Though it will decline to 6.1 per cent next year under the term of international trade agreements, the tariff still adds thousands of dollars to the price of many imported vehicles: a Honda CR-V, for example, costs about $2,000 more than it would without the tariff. All told, the Canadian Association of Japanese Automobile Dealers estimates Canadians will have paid more than $5-billion in tariffs between 1988 and 2000.
But of course it isn't only the imports that cost more: the tariff gives rival makers the competitive shelter they need to raise their own prices. So whereas the tariff applies directly to only about 10 per cent of cars sold in Canada, when this "umbrella" effect is factored in, the impact is felt in as much as a quarter of the market. Cars are expensive enough as it is: economists at the Royal Bank calculate it cost the average worker 42 weeks' wages to buy a new car in 1997, up from just 26 weeks in 1991. Yet it is the policy of the government of Canada to keep prices artificially high, by law.
If it were only a simple case of protectionism, the tariff would be idiotic enough. The extra costs imposed on consumers are not, as some would have it, the price of saving jobs in the auto sector: every dollar taken from consumers' wallets to prop up the auto industry is a dollar they cannot spend in other sectors of the economy. Protectionism doesn't save jobs: it just trades one job for another, protecting industries that can't compete at the direct expense of those that can.
But the ridiculous approaches the sublime when you delve into the particulars of the issue. The "domestic" industry the tariff is supposed to protect is, for starters, entirely foreign-owned: branch plants of the Detroit- based Big Three. What is more, most of the cars they make here, 90 per cent in fact, are exported. So even if the tariff were designed, as advertised, to protect Canadian auto workers from being undercut by low-wage Third World labour, that is not its effect, since few of the cars Canadian workers make are sold in the market where the tariff applies.
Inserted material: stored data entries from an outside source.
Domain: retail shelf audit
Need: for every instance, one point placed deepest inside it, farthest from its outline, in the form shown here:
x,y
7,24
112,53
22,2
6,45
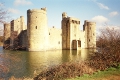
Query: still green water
x,y
23,64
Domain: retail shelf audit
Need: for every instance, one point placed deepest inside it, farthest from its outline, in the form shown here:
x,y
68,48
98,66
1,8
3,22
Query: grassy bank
x,y
107,74
107,57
So which cars does the tariff protect? Mostly imports from the United States and Mexico - that is, cars the Big Three import duty-free from their factories in those countries. Indeed, the Big Three are allowed to import cars duty- free not only from anywhere in North America, but overseas as well, thanks to the 1965 Auto Pact. The Big Three will tell you they've earned this privilege by locating a specified amount of production here over the years.
What they don't tell you is a) they would have made that many cars here anyway, Auto Pact or no, and b) the offshore makers, though they have since raised local production to Auto Pact levels, still aren't allowed to join, under the terms of the North American Free Trade Agreement. In any event, you shouldn't have to make cars here to sell them here. The whole point of trade is to be able to buy things that can be made better and cheaper elsewhere.
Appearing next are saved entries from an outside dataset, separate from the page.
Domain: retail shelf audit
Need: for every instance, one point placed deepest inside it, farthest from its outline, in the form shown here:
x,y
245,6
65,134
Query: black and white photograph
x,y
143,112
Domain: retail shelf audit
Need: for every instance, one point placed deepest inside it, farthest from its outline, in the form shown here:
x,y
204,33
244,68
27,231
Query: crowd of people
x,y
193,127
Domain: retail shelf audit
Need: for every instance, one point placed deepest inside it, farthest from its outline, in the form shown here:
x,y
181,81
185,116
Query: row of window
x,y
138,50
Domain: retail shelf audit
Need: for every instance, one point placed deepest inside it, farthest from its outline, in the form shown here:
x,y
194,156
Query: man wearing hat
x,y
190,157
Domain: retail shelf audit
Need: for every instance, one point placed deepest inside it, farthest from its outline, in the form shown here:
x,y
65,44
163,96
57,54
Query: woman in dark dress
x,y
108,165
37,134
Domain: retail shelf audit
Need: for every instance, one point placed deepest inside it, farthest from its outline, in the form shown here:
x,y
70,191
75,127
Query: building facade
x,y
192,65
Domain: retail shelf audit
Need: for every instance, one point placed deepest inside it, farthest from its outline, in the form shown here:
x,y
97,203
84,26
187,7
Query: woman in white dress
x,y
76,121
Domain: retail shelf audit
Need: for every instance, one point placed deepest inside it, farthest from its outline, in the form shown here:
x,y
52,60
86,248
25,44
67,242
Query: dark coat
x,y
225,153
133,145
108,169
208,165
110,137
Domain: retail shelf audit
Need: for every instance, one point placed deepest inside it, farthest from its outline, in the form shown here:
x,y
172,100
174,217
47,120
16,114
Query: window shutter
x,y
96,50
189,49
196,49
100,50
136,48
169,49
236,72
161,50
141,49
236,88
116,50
So what we have here is one set of cars made in a foreign country by a foreign-owned manufacturer, being protected from competitition from another set of foreign-made, foreign-owned cars. It's not Canadian jobs that are the issue, but the already sizeable profits of the Detroit-based multinationals. But wait, it gets better. The Big Three now include among their number the German auto maker Daimler-Benz, thanks to its recently- announced merger with Chrysler.
So the point of the tariff, apparently, is to protect some offshore auto makers from some other offshore auto makers. The government's decision means the coercive power of the Canadian state will continue to be used to transfer billions of dollars out of the pockets of Canadian consumers into the treasuries of foreign-based manufacturers. What a travesty. What a betrayal.